Replace expressions of the form 1 << C with the macro BIT(C) where C is any constant.

      @@
      constant C;
      @@

      - 1 << C
      + BIT(C)

Using disjunction: Replace expressions of the form 1 << C with BIT(C) where C is any constant, and replace expressions of the form 1 << E with BIT(E) where E is any expression.

      @@
      constant C;
      expression E;
      @@

      {
      - 1 << C
      + BIT(C)
      |
      - 1 << E
      + BIT(E)
      }

Using identifiers and dots: Replace assignment to a local variable followed by immediate return of that value, by simply the return statement. Notice here, we don’t care about what the arguments of the function is, and so we can use dots there.
```
      @@
      identifier f;
      expression r;
      @@

      - r = f(...);
      + return f(...);
      - return r;
```

Matching zero or more function calls using <… …>

      @@
      identifier f;
      @@
      *f(...)
      {
      <...
      * g(...)
      ...>
      }

Advanced features

Rule dependencies

We can specify dependency between rules. This allows matching a rule only if another rule has been matched. For example, the following sematic patch has two rules. The first rule matches if the BIT macro is used anywhere in the file. If it is used, then the second rule which depends on the first rule converts expressions 1 << E into BIT(E).

   @usesbit@
   @@
   BIT(...)

   @depends on usesbit@
   expression E;
   @@

   - 1 << E
   + BIT(E)

We can also pass values between rules with dependency using << syntax inside the metavariable declaration.

   @usesbit@
   expression E;
   @@
   1 << E

   @depends on usesbit@
   expression E << usesbit.E;
   @@

   - 1 << E
   + BIT(E)

Isomorphisms

Coccinelle can also find and match code that is equivalent to the expression that we want to match. These statements that are semantically equivalent are called Isomorphisms. For example, the following statements are equivalent and so when we try to match (x==NULL), Coccinelle also tries to match the other three statements.

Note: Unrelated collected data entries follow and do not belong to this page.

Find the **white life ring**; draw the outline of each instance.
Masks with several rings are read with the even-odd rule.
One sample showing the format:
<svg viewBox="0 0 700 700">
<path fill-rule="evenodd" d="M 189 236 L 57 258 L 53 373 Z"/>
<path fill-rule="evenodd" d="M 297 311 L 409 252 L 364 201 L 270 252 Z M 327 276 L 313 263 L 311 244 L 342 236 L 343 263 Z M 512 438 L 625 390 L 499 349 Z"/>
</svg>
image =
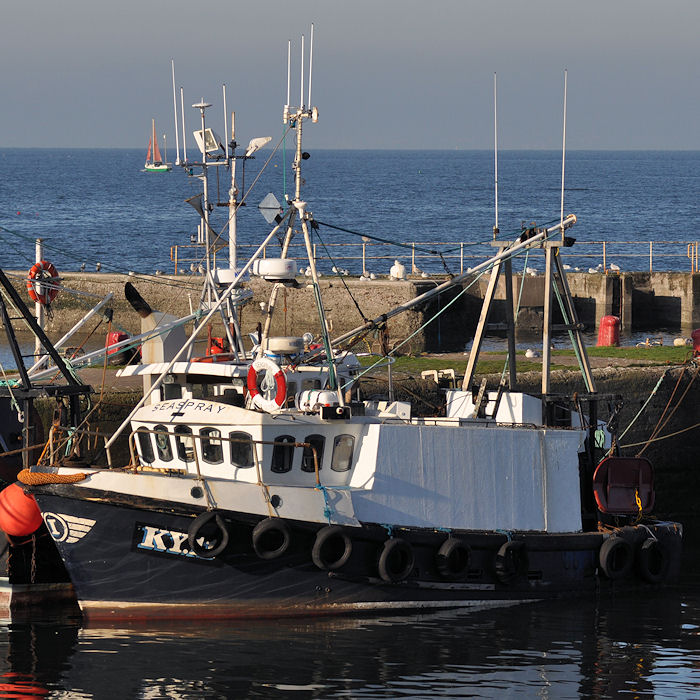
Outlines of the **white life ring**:
<svg viewBox="0 0 700 700">
<path fill-rule="evenodd" d="M 266 399 L 258 387 L 258 372 L 268 372 L 275 380 L 275 394 Z M 248 393 L 253 401 L 253 405 L 263 411 L 271 413 L 284 406 L 287 400 L 287 378 L 284 372 L 269 358 L 259 357 L 248 369 L 248 379 L 246 382 Z"/>
</svg>

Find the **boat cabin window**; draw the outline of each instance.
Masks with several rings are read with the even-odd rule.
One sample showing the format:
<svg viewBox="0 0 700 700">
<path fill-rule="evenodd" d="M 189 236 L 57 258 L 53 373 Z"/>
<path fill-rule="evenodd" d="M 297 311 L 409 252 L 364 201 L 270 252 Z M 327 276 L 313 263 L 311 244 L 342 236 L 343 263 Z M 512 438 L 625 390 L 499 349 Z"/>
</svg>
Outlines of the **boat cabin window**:
<svg viewBox="0 0 700 700">
<path fill-rule="evenodd" d="M 192 392 L 193 399 L 207 399 L 210 395 L 208 384 L 192 384 L 190 386 L 190 391 Z"/>
<path fill-rule="evenodd" d="M 192 428 L 187 425 L 178 425 L 175 428 L 175 445 L 177 456 L 184 462 L 194 461 L 194 438 Z"/>
<path fill-rule="evenodd" d="M 270 465 L 273 472 L 284 474 L 291 471 L 295 442 L 292 435 L 279 435 L 275 438 L 275 444 L 272 447 L 272 464 Z"/>
<path fill-rule="evenodd" d="M 182 398 L 182 386 L 180 384 L 163 384 L 161 386 L 163 401 Z"/>
<path fill-rule="evenodd" d="M 234 467 L 252 467 L 253 441 L 250 435 L 237 430 L 228 436 L 231 440 L 231 464 Z"/>
<path fill-rule="evenodd" d="M 323 447 L 326 444 L 326 438 L 323 437 L 323 435 L 307 435 L 304 438 L 304 442 L 308 443 L 310 447 L 305 447 L 301 455 L 301 471 L 315 472 L 314 450 L 316 451 L 316 458 L 318 459 L 318 468 L 321 469 L 321 465 L 323 464 Z"/>
<path fill-rule="evenodd" d="M 173 450 L 170 447 L 170 434 L 164 425 L 156 425 L 153 429 L 156 438 L 156 450 L 158 450 L 158 459 L 161 462 L 170 462 L 173 458 Z"/>
<path fill-rule="evenodd" d="M 136 431 L 136 437 L 139 441 L 141 461 L 144 464 L 153 464 L 155 461 L 155 454 L 153 453 L 153 443 L 151 442 L 151 433 L 148 428 L 139 428 Z"/>
<path fill-rule="evenodd" d="M 199 435 L 202 442 L 202 459 L 209 464 L 221 464 L 224 461 L 221 433 L 216 428 L 202 428 Z"/>
<path fill-rule="evenodd" d="M 331 469 L 334 472 L 346 472 L 352 466 L 352 452 L 355 438 L 352 435 L 338 435 L 333 441 Z"/>
</svg>

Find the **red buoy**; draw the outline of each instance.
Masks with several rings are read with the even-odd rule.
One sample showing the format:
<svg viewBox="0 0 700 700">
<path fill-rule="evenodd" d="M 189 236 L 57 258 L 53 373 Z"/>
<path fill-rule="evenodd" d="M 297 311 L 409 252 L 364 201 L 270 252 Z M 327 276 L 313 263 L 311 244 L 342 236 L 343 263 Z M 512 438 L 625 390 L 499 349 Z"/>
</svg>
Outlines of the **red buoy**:
<svg viewBox="0 0 700 700">
<path fill-rule="evenodd" d="M 598 346 L 610 347 L 620 344 L 620 319 L 617 316 L 603 316 L 598 327 Z"/>
<path fill-rule="evenodd" d="M 693 339 L 693 356 L 699 357 L 700 356 L 700 328 L 696 328 L 690 334 L 690 337 Z"/>
<path fill-rule="evenodd" d="M 31 535 L 42 522 L 34 496 L 24 493 L 19 484 L 0 491 L 0 528 L 8 535 Z"/>
</svg>

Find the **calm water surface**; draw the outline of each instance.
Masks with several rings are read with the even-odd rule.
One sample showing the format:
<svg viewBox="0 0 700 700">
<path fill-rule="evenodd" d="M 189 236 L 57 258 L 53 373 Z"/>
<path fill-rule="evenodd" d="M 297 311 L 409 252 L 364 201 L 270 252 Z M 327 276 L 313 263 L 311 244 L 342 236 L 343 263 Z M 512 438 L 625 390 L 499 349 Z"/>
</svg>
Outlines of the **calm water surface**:
<svg viewBox="0 0 700 700">
<path fill-rule="evenodd" d="M 698 584 L 373 619 L 15 622 L 0 697 L 698 698 Z"/>
</svg>

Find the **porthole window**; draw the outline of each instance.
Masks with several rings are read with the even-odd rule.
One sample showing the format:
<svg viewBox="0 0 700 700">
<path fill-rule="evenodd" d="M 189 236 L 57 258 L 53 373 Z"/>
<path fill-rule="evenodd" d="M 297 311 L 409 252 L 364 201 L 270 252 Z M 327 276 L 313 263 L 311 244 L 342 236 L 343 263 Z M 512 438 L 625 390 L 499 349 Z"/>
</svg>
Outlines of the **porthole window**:
<svg viewBox="0 0 700 700">
<path fill-rule="evenodd" d="M 316 465 L 314 464 L 314 450 L 316 451 L 318 468 L 320 470 L 321 465 L 323 464 L 323 448 L 326 444 L 326 438 L 323 437 L 323 435 L 307 435 L 304 438 L 304 442 L 308 443 L 310 447 L 305 447 L 304 452 L 301 455 L 301 471 L 316 471 Z"/>
<path fill-rule="evenodd" d="M 302 379 L 301 390 L 309 391 L 310 389 L 320 389 L 321 380 L 320 379 Z"/>
<path fill-rule="evenodd" d="M 136 437 L 139 442 L 139 455 L 144 464 L 153 464 L 155 455 L 153 453 L 153 443 L 151 442 L 151 434 L 148 428 L 139 428 L 136 431 Z"/>
<path fill-rule="evenodd" d="M 270 469 L 273 472 L 284 474 L 291 471 L 295 442 L 292 435 L 280 435 L 275 438 L 275 444 L 272 447 L 272 463 L 270 464 Z"/>
<path fill-rule="evenodd" d="M 236 431 L 229 433 L 231 442 L 231 464 L 234 467 L 253 466 L 253 441 L 248 433 Z"/>
<path fill-rule="evenodd" d="M 192 437 L 192 428 L 187 425 L 178 425 L 175 428 L 175 446 L 177 447 L 177 456 L 183 462 L 194 461 L 194 438 Z"/>
<path fill-rule="evenodd" d="M 170 434 L 164 425 L 156 425 L 155 431 L 156 450 L 158 459 L 162 462 L 170 462 L 173 458 L 173 449 L 170 446 Z"/>
<path fill-rule="evenodd" d="M 224 461 L 221 432 L 216 428 L 202 428 L 199 435 L 202 442 L 202 459 L 209 464 L 221 464 Z"/>
<path fill-rule="evenodd" d="M 352 452 L 355 438 L 352 435 L 338 435 L 333 441 L 331 469 L 334 472 L 346 472 L 352 466 Z"/>
</svg>

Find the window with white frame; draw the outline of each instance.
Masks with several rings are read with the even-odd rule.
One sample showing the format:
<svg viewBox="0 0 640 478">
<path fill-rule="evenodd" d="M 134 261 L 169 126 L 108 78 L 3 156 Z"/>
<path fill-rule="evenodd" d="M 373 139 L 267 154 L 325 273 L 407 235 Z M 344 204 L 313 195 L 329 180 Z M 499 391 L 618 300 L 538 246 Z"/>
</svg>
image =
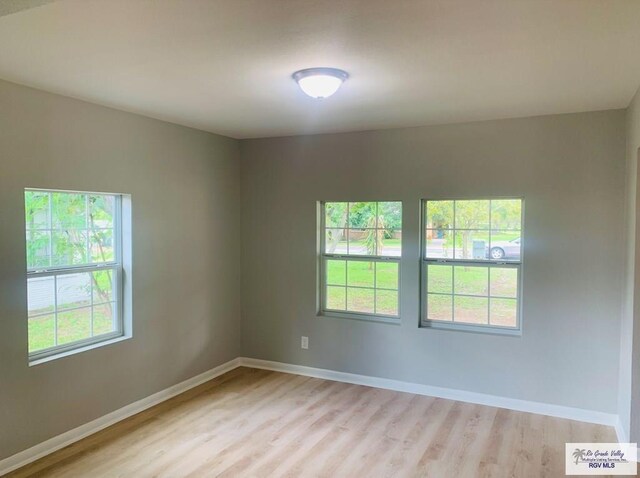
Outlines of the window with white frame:
<svg viewBox="0 0 640 478">
<path fill-rule="evenodd" d="M 29 356 L 123 335 L 122 198 L 25 190 Z"/>
<path fill-rule="evenodd" d="M 325 202 L 321 218 L 322 312 L 399 318 L 402 203 Z"/>
<path fill-rule="evenodd" d="M 422 325 L 520 330 L 522 199 L 423 201 Z"/>
</svg>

!x  <=>  x == NULL  <=>  NULL == x;

Coccinelle provides a set of default isomorphisms in /usr/lib/coccinelle/standard.iso. We can use custom isomorphisms by writing them in a file, let’s say in custom.iso and using it in the semantic patches with using keyword. We can apply a custom isomorphism file-wide or for a specific rule.

using "custom.iso"
@rule1@
expression e;
@@
*e

@rule1 using "custom.iso"@
expression e;
@@
*e

Embedding Python or Ocaml scripts

We can also embed scripts written in Python or OCaml, inside the semantic patches and have them run when specific rules are matched. The rules that contain script code should uses script:python or script:ocaml in the rulename part.

@zero_variable@
identifier i;
@@
i = 0;

@script:python depends on zero_variable@
i << zero_variable.i;
@@
print (f"Identifier {i} was set to zero")

Position metavariables

Coccinelle also provides position metavariables that can be attached to other metavariables (by appending with @) to find and print the position of the match inside the file.

@zero_variable@
identifier i;
position p;
@@
i@p = 0;

@script:python depends on zero_variable@
i << zero_variable.i;
p << zero_variable.p;
@@

print (f"Identifier {i} was set to zero in file {p[0].file}, in function {p[0].current_element} at line {p[0].line}.")

Universal and Existential quantification

todo

when with exists and strict

Coccinelle Internals

In Hunting bugs with Coccinelle, it is mentioned that Coccinelle has three parts:

A C parser that converts C code into an Abstract Syntax Tree (AST) and a Control Flow Graph (CFG), without expanding all macros.
A parser that converts semantic patches into a formula expressed in Computation Tree Logic with existentially quantified program variables (CTL-VW). I don’t know what CTL-VW is, but I’m guessing it is a way to mathematically express code patterns in a program with multiple execution paths.
A model checker that compares the CTL-VW formula with the AST and performs any modifications if specified.

After the modifications are done, the AST and CFG are unparsed to produce the modified C code.